The present work is not without limitations. First, all CLA measures were self-reported. Future longitudinal studies are needed wherein individuals are followed across the lifespan and indicators of childhood stressful experiences are examined at a more refined level (e.g., via naturalistic observation). Next, our study did not allow us to consider any genetic effects. Obviously, the individual genetic makeup, the environment, and the interaction between genes and environment play a role in the emergence of the phenotypes under investigation. For example, genotypic variation in the serotonin transporter gene might be an interesting candidate for future studies that examine the role played by genetic effects in modulating the effect of CLA on HPA activity via psychological pathway. A third limitation concerns the inability in Study 2 to assess participants’ pubertal stage as well as compliance with the timing of cortisol sampling measures, which is particularly important when assessing CAR. Further, Study 1 and Study 2 differed in some important aspects, such as the research design (e.g., longitudinal vs. cross-sectional), the sample (adult community sample vs. youth affected by parental HIV), and the nature of the CLA measures, which might limit the generalizability of our findings. Lastly, the effect sizes for the associations between self-esteem and cortisol parameters, despite being small in magnitude, are potentially meaningful. They are comparable to the effect sizes of associations between psychological factors (e.g., marital quality; Robles, Slatcher, Trombello, & McGinn, 2014) and physical health and health behaviors (e.g., consumption of fruits and vegetables; He, Nowson, Lucas, & MacGregor, 2007) and health.

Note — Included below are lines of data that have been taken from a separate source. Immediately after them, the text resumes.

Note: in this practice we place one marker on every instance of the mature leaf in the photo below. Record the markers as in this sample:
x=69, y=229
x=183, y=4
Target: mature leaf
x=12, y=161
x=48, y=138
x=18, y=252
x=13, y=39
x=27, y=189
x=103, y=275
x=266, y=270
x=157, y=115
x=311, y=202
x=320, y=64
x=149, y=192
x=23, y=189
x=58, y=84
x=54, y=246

To summarize, these studies investigated whether self-esteem is a viable mechanism through which childhood adversity impacts diurnal cortisol parameters. Across two large and ethnically diverse samples we found that, in both adults and children, childhood adversity was associated with disturbance in the typical cortisol circadian rhythm and that this association was mediated by low self-esteem. Further, in children, we found support for the hypothesis that caregiver’s self-esteem is also implicated in the regulation of children cortisol secretion throughout the day. Although future longitudinal research measuring childhood adversity, self-esteem, and cortisol multiple time across time is needed to corroborate these findings, they are consistent with the idea that some of the deleterious effects on health that are attributed to low self-esteem—which contains psychological residue of childhood adversity—may be explained, at least in part, by dysregulation of the HPA axis.

Supplementary Material

Footnotes

**

It should be noted that there is no direct measure of the variance accounted for in HLM. However, once variables have been entered into an HLM model, one can estimate a pseudo R2 statistic using the formula (var unconditional − var conditional)/var unconditional, where var can represent any level variance. This formula provides an estimate of the proportion reduction in variance for any random parameter (e.g., morning cortisol and cortisol slope at Level-3) in an HLM model when adding one predictor variable (e.g., CLA or self-esteem) to an unconditional growth-curve model (empty model, with no predictors at Level-2 and Level-3). In Study 1, the proportional variance reduction in the Level-3 intercept (i.e., morning cortisol) when adding CLA was 1%, while it was 1% when adding self-esteem. The proportional variance reduction in the Level-3 slope (i.e., cortisol slope) variance when adding CLA was 1%, while it was 2% when adding self-esteem. In Study 2, the proportional variance reduction in morning cortisol when adding CLA was 2%, while it was 4% when adding self-esteem. The proportional variance reduction in the cortisol slope variance when adding self-esteem was 2%.